The causes of chronic pain after anorectal surgery are numerous. This pain can be related to residual underlying pathology, new or ongoing fissures and/or thrombosed hemorrhoid, or subtle anal infections. If postoperative pain persists beyond what is expected, the patient should undergo a detailed evaluation focused on the above-mentioned causes, with special attention paid to the possibility of an occult infection or a nonhealing wound. If a thorough exam cannot be completed in clinic, an exam under anesthesia may be helpful to determine the source of pain.

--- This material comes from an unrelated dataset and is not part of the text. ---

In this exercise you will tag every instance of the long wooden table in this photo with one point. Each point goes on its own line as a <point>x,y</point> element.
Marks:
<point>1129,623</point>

Chronic pain syndromes after stapled hemorrhoidopexy are uncommon but well described. Patients undergoing stapled hemorrhoidopexy generally have less immediate postoperative pain and less chronic pain than open hemorrhoidectomy.28 55 In a prospective randomized trial at a mean follow-up of 16 months, 14/50 patients undergoing an open hemorrhoidectomy and 9/50 patients undergoing stapled hemorrhoidopexy complained of occasional long-term pain.55 When chronic pain does occur after PPH, it may be due to smooth muscle incorporation into the staple line. It has also been attributed to persistent hemorrhoidal disease, sphincter spasm, anal fissure, anorectal sepsis, or retained staples. Overall rates of chronic pain after PPH range from 1.6 to 31%.56

Treatment of chronic pain following anorectal surgery should be targeted to the underlying source. Warm sitz baths and nonsteroidals can relieve mild pain. Antispasmodics such as diazepam or cyclobenzaprine may be added if levator spasm is noted. Anismus may be treated with botulinum toxin injection.57 Sacral neuromodulation has also been described for chronic pelvic pain after anorectal surgery.58 If retained staples after PPH are identified, an exam under anesthesia with staple removal is appropriate. Thankfully, many patients with pain will slowly improve over time. Overall, chronic pain after anorectal surgery can be quite difficult to manage, which reinforces the importance of proper knowledge of the anatomy and use of meticulous surgical technique.

Conclusion

While anorectal surgery is generally well tolerated, short- and long-term complications frequently occur. To battle this, the surgeon should perform a thorough preoperative work-up of the patient's baseline disability, along with a detailed discussion of complications during the informed consent process. When complications do occur, prompt identification and elimination of the offending pathology can limit the long-term impact on the patient's quality of life.